On Wed, 30 Jun 2004, Gergely Korodi <(E-Mail Removed)> wrote:
>
> I'm running Debian 3.0 and Mandrake 9.0--the following problem persists
> under both of them.
>
> I've set up my runlevels so that I can conveniently switch off all
> networking and related services when I don't need them, for security
> considerations. As such, runlevel 2 has no networking, and runlevel
> 3 has full networking (setting up interfaces, sshd, xinetd). I'm
> booting into runlevel 2 by default, and when I need the network, I just
> issue the command "telinit 3". Then "telinit 2" drops me back to no
> network.
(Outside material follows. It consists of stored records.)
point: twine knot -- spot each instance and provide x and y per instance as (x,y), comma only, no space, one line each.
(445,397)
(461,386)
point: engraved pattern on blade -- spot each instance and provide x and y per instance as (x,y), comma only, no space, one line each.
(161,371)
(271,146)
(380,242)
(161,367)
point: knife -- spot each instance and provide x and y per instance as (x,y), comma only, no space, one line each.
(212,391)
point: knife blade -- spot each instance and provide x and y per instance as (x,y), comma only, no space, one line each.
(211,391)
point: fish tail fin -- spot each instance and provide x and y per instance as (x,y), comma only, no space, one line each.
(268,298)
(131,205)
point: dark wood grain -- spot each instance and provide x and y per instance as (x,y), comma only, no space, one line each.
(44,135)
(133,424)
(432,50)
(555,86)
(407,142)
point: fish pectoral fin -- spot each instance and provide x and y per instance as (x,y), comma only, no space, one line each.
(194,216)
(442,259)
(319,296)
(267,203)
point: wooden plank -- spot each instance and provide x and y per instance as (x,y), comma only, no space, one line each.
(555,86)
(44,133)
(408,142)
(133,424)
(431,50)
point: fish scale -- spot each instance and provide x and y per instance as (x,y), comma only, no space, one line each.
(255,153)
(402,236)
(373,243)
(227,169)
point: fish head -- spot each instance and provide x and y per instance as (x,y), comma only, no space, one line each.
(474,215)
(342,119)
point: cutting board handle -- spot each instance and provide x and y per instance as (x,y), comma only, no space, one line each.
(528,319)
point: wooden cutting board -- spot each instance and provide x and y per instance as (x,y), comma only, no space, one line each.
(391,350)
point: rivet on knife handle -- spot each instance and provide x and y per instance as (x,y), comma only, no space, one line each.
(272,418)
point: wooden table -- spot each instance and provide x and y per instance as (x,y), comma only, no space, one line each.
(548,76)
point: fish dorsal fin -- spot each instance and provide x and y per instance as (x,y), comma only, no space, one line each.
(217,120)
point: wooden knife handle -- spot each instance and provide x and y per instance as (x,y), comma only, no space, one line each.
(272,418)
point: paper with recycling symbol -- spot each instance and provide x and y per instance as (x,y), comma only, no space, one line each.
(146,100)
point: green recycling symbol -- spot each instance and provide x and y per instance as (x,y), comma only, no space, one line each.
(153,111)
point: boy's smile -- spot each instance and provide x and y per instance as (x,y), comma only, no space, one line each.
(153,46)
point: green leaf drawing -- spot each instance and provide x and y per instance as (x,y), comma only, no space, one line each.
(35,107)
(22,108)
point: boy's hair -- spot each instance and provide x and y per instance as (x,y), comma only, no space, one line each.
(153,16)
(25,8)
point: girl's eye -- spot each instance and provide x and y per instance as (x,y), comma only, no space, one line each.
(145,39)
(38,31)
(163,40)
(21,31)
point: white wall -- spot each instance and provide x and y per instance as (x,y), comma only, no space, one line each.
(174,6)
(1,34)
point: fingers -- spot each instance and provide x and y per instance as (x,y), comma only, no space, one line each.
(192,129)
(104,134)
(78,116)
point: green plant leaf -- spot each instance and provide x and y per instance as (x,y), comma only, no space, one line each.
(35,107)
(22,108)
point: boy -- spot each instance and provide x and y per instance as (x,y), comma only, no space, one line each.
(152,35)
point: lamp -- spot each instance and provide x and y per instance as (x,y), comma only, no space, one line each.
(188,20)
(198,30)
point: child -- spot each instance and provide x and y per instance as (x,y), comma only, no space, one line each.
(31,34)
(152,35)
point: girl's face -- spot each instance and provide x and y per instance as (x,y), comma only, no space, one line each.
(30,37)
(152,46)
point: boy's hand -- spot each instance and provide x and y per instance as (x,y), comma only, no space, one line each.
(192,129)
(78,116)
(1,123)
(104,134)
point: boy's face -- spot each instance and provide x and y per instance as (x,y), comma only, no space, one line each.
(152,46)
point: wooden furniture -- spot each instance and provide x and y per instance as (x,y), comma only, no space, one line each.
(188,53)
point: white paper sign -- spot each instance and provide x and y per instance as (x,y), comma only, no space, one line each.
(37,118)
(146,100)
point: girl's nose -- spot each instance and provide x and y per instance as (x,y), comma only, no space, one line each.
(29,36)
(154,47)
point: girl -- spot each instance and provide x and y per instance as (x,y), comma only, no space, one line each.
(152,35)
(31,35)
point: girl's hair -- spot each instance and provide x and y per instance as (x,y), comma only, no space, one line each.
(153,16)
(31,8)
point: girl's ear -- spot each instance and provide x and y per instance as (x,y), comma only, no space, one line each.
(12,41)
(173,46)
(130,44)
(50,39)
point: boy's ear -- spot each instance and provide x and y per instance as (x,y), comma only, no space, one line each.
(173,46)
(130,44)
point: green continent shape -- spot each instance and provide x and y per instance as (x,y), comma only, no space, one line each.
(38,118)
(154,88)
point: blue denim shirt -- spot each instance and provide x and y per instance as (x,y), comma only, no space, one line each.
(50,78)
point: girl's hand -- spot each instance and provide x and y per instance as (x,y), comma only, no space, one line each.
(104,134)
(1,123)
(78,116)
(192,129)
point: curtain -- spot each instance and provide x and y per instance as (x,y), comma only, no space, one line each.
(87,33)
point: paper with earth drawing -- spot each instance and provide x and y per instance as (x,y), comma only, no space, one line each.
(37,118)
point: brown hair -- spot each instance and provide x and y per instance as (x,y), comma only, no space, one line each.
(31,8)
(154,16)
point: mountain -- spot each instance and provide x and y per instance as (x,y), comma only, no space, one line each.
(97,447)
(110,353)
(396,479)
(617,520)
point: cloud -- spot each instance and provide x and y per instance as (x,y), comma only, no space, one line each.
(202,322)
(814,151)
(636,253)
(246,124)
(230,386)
Here is the list of my rc2.d and rc3.d directories for the
> exact services (under Mandrake):
>
> $ ls /etc/rc[23].d
> /etc/rc2.d:
> K09dm@ K50xinetd@ K90network@ S17alsa@ S20xfs@ S95kheader@
> K15numlock@ K60atd@ S12syslog@ S18sound@ S75keytable@ S99devfsd@
> K45sshd@ K89internet@ S15gpm@ S20random@ S90crond@ S99local@
>
> /etc/rc3.d:
> K09dm@ S12syslog@ S18sound@ S40atd@ S75keytable@ S95kheader@
> S10network@ S15gpm@ S20random@ S55sshd@ S85numlock@ S99devfsd@
> S11internet@ S17alsa@ S20xfs@ S56xinetd@ S90crond@ S99local@
>
> The problem is that this only works when I use telinit under the virtual
> terminals. Normally, the services are printed out as they are
> started/stopped indicating if the command was successful. But when I
> try to do the same from X11 (I just launch it with startx, and su to
> root in an xterm), "telinit 2" and "telinit 3" apparently have no
> effect; nothing is printed out, and the prompt reappears
> instantaneously. Services are not affected. Curiously, when I go back
> to the virtual terminals while X is still running and issue the commands
> there--they're working.
>
> Can anyone explain why telinit is not working in an xterm, and how to
> correct this?
I could be wrong, but doesn't X require networking (port 6000 on
localhost). So it would be kind of foolish to kill networking from X
which would render X unusable. Maybe the system recognizes that this
would render your current terminal unusable and therefore saves you from
making such an error.
For example some people have problems when they or something (like dhcp)
changes their hostname on the fly, because that new hostname may not have
permission (xauth) to access that X server or the system may not be able
to find a local IP for the new hostname.